Thursday, April 7, 2016

Hand tools....

I'm admittedly a power tool person when it comes to woodworking. My skills with hand tools are very limited, however, I am really trying to learn more about using them properly. I have a set of basic chisels already and I have a couple of cheap hand planes. They're both Kobalt ones from Lowe's, and while I know all the hand tool "experts" out there will balk at that, I don't really care. I still need to learn how to tune the planes properly, but I can get paper-thin shavings from my No. 4 and it does do what I want to some extent, but I'm sure it can be better.

I have learned a few things from using hand tools:

  • I can't saw straight by hand to save my life.
  • The back saw that I got from Ace is not a precision tool.
  • Hand planing a board is a workout.
  • I need a proper bench for doing work with hand tools.
It's a workout, but I did manage to plane this face flat and square.
 I've been trying to do some work on my new assembly table that I built, but there's no vise on it. I have been surviving with it by doing some creative clamping and just trying my best with it. I am starting to design a bench that might work for me, but I can also try to get by with what I have if I finally get that vise for my storage bench I built a long time ago. I have to clean off the bench and see if there's enough room for me to work with.

I really need to organize all my tools and figure out where to put everything I have. I also need to clean up my garage some more and make some space so I can work on projects.

Another thing that I've had to really get better at now that I'm using more hand tools is sharpening. I used a combination of my table saw, planer, and my hand planes to make a couple of strops. I brought one into my house for use with my kitchen knives and one is going to stay out in the shop for my chisels and plane irons. It definitely took me longer to true up a face and square an edge with the plane than it did to dimension things out with the table saw.

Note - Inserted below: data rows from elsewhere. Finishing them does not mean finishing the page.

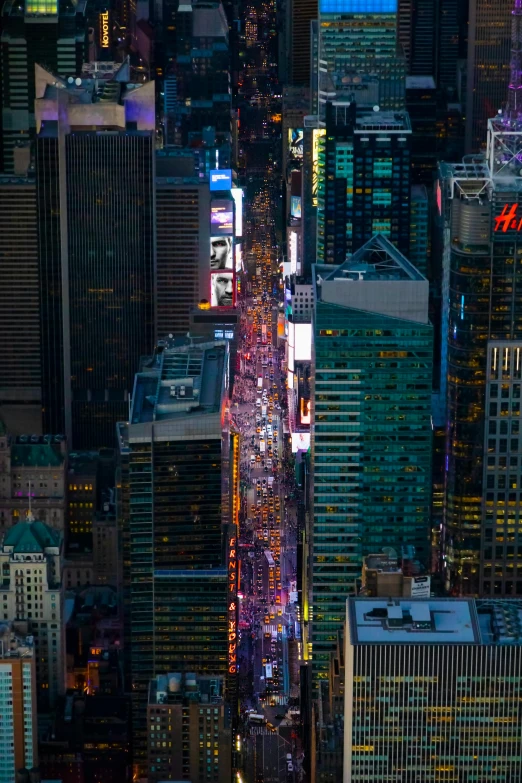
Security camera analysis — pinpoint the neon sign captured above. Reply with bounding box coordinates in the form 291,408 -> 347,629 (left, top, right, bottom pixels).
494,204 -> 522,234
228,536 -> 237,674
100,11 -> 110,49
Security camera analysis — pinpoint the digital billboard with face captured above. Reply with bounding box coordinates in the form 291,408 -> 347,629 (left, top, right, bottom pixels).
210,199 -> 234,234
210,271 -> 235,307
210,237 -> 234,269
290,196 -> 301,218
210,169 -> 232,190
288,128 -> 304,158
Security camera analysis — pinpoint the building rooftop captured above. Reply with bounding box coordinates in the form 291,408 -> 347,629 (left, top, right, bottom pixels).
347,598 -> 522,645
149,672 -> 223,704
0,622 -> 34,661
130,338 -> 228,424
3,517 -> 60,554
315,234 -> 425,283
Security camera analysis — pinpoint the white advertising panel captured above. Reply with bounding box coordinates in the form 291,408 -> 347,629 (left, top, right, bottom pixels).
295,324 -> 312,362
292,432 -> 310,454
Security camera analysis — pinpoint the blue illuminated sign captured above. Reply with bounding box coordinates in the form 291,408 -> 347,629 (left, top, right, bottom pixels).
320,0 -> 397,14
210,169 -> 232,190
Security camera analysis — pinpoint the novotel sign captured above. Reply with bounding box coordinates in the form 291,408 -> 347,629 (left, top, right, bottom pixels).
100,11 -> 110,49
210,169 -> 232,190
494,204 -> 522,234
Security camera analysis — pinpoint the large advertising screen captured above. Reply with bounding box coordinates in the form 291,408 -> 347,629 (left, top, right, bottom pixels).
230,188 -> 243,237
290,196 -> 301,218
295,324 -> 312,362
312,128 -> 326,207
210,199 -> 234,234
210,169 -> 232,191
292,432 -> 310,454
210,270 -> 235,307
320,0 -> 397,14
210,236 -> 234,270
288,128 -> 304,158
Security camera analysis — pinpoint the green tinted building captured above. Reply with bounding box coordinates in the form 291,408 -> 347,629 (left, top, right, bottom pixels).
310,236 -> 433,683
118,338 -> 238,769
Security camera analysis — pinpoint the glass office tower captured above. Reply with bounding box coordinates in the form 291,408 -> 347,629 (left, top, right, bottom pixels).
343,597 -> 522,783
317,102 -> 411,264
311,237 -> 433,683
318,0 -> 406,116
118,338 -> 239,764
36,72 -> 154,449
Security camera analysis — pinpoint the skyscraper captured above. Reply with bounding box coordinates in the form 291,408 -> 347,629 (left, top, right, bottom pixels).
317,102 -> 411,264
318,0 -> 406,117
0,176 -> 41,404
36,66 -> 154,449
466,0 -> 508,154
311,237 -> 433,683
0,622 -> 38,783
286,0 -> 318,87
0,513 -> 65,710
118,339 -> 239,763
0,0 -> 87,173
156,164 -> 210,340
343,598 -> 522,783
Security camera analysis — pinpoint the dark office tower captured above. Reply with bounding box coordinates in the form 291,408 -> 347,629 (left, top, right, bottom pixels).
466,0 -> 513,153
156,156 -> 210,340
434,0 -> 459,96
0,171 -> 40,404
36,69 -> 154,449
317,102 -> 411,264
118,338 -> 239,764
409,0 -> 439,76
0,0 -> 87,173
163,1 -> 232,146
311,237 -> 433,685
286,0 -> 318,87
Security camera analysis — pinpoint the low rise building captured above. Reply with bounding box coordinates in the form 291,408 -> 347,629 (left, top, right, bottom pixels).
344,598 -> 522,783
147,673 -> 232,783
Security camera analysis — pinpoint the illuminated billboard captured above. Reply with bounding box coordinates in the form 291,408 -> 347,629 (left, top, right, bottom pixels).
288,128 -> 304,158
320,0 -> 397,14
210,237 -> 234,270
210,199 -> 234,234
294,324 -> 312,362
292,432 -> 310,454
210,169 -> 232,191
290,196 -> 301,218
312,128 -> 326,207
210,270 -> 234,307
299,397 -> 311,424
98,11 -> 111,49
290,231 -> 297,275
230,188 -> 243,237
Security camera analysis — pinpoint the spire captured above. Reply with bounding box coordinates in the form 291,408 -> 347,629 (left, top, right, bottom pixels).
506,0 -> 522,120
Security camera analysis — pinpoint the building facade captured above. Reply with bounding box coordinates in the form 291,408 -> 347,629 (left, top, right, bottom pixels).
318,0 -> 406,117
343,598 -> 522,783
0,427 -> 67,536
0,0 -> 88,174
118,338 -> 239,764
36,67 -> 154,450
0,622 -> 38,783
147,672 -> 232,783
310,237 -> 433,684
0,176 -> 41,403
317,103 -> 411,264
465,0 -> 513,154
0,515 -> 65,711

Now I can strop my chisels and planes. Hopefully that means better cuts.
I'm very sure that I won't be going entirely the hand tool route any time soon. While I do have a much greater appreciation for them, I know that I do enjoy the convenience of my power tools. I'm going to really have to try to develop a "hybrid" style where I use a combination of hand tool techniques and power tool techniques to make good projects. I think it can be done. I just need to practice. A lot.